PBG and its directors, executive officers and certain other employees may be deemed to be participants in the solicitation of proxies in respect of the proposed acquisitions of PBG. Information regarding PBG’s directors and executive officers is available in its Annual Report on Form 10-K for the year ended December 27, 2008, which was filed with the SEC on February 20, 2009, and its proxy statement for its 2009 annual meeting of shareholders, which was filed with the SEC on April 7, 2009. PAS and its directors, executive officers and certain other employees may be deemed to be participants in the solicitation of proxies in respect of the proposed acquisitions of PAS. Information regarding PAS’s directors and executive officers is available in its Annual Report on Form 10-K for the year ended January 3, 2009, which was filed with the SEC on March 4, 2009, and its proxy statement for its 2009 annual meeting of shareholders, which was filed with the SEC on March 18, 2009. Other information regarding the participants in the proxy solicitations and a description of their direct and indirect interests, by security holdings or otherwise, will be contained in the proxy statements/prospectuses and other relevant materials to be filed with the SEC when they become available.
 
Statements in this release that are “forward-looking statements” are based on currently available information, operating plans and projections about future events and trends. They inherently involve risks and uncertainties that could cause actual results to differ materially from those predicted in such forward-looking statements. Such risks and uncertainties include, but are not limited to: PepsiCo’s ability to consummate the acquisitions of PBG and PAS and to achieve the synergies and value creation contemplated by the proposed acquisitions; PepsiCo’s ability to promptly and effectively integrate the businesses of PBG, PAS and PepsiCo; the timing to consummate the proposed acquisitions and any necessary actions to obtain required regulatory approvals; the diversion of management time on transaction-related issues; changes in demand for PepsiCo’s products, as a result of shifts in consumer preferences or otherwise; increased costs, disruption of supply or shortages of raw materials and other supplies; unfavorable economic conditions and increased volatility in foreign exchange rates; PepsiCo’s ability to build and sustain proper information technology infrastructure, successfully implement its ongoing business process transformation initiative or outsource certain functions effectively; damage to PepsiCo’s reputation; trade consolidation, the loss of any key customer, or failure to maintain good relationships with PepsiCo’s bottling partners, including as a result of the proposed acquisitions; PepsiCo’s ability to hire or retain key employees or a highly skilled and diverse workforce; changes in the legal and regulatory environment; disruption of PepsiCo’s supply chain; unstable political conditions, civil unrest or other developments and risks in the countries where PepsiCo operates; and risks that benefits from PepsiCo’s Productivity for Growth initiative may not be achieved, may take longer to achieve than expected or may cost more than currently anticipated.

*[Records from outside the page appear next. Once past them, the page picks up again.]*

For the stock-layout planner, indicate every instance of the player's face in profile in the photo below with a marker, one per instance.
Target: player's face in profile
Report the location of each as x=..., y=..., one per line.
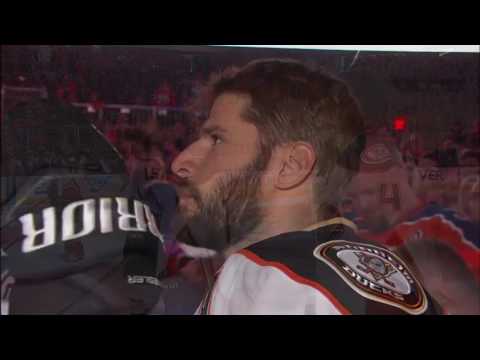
x=221, y=171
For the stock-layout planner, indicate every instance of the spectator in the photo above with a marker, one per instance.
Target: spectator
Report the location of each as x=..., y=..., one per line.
x=393, y=215
x=164, y=95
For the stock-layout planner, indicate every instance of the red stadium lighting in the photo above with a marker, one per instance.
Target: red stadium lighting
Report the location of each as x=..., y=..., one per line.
x=400, y=123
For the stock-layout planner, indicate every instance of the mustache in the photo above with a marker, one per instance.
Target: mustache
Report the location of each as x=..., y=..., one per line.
x=185, y=188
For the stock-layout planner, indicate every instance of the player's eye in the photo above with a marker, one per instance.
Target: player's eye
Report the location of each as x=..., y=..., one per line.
x=216, y=140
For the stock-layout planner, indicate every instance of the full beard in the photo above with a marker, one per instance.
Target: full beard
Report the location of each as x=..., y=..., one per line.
x=231, y=211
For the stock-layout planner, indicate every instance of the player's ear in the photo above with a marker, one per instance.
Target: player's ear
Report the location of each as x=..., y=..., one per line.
x=297, y=162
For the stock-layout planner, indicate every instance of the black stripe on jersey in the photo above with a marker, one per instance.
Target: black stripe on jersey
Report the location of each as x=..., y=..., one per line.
x=295, y=250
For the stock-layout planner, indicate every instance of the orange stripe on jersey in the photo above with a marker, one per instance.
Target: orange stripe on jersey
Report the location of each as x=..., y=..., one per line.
x=297, y=278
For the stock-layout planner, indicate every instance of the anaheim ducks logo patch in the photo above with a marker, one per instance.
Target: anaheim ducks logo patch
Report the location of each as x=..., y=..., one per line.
x=374, y=273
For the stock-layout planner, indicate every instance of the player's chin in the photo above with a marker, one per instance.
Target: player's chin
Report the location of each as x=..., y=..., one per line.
x=188, y=208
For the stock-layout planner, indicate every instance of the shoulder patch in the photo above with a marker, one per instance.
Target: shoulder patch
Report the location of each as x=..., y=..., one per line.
x=374, y=273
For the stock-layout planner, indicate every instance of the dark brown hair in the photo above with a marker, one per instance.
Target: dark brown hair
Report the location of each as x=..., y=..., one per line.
x=290, y=102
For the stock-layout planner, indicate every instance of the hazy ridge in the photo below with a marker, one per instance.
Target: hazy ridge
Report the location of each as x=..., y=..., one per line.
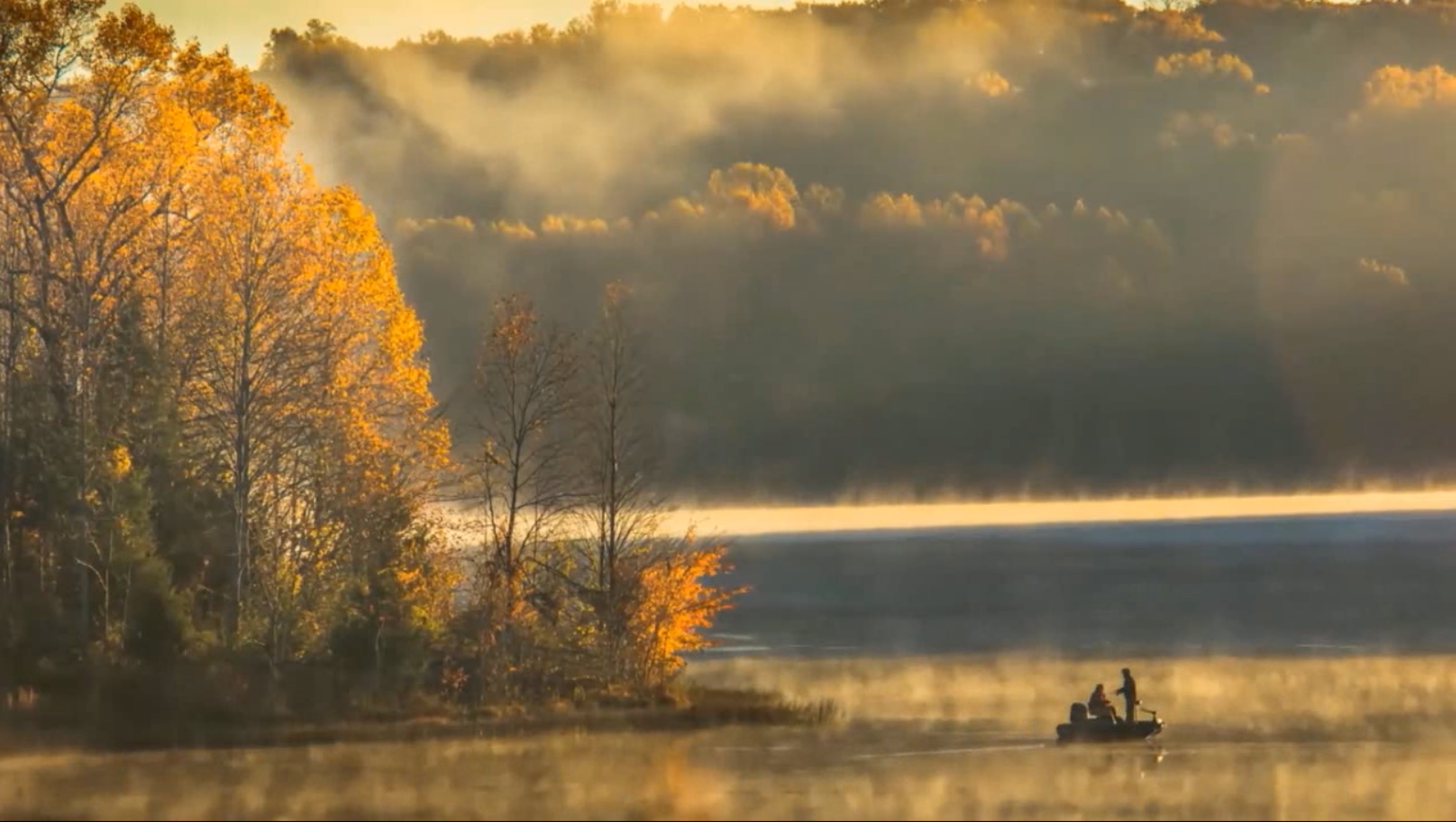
x=942, y=245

For additional information on these and other factors that could cause PepsiCo’s actual results to materially differ from those set forth herein, please see PepsiCo’s filings with the SEC, including its most recent annual report on Form 10-K and subsequent reports on Forms 10-Q and 8-K. Investors are cautioned not to place undue reliance on any such forward-looking statements, which speak only as of the date they are made. All information in this communication is as of August 4, 2009. PepsiCo undertakes no obligation to update any forward-looking statements, whether as a result of new information, future events or otherwise.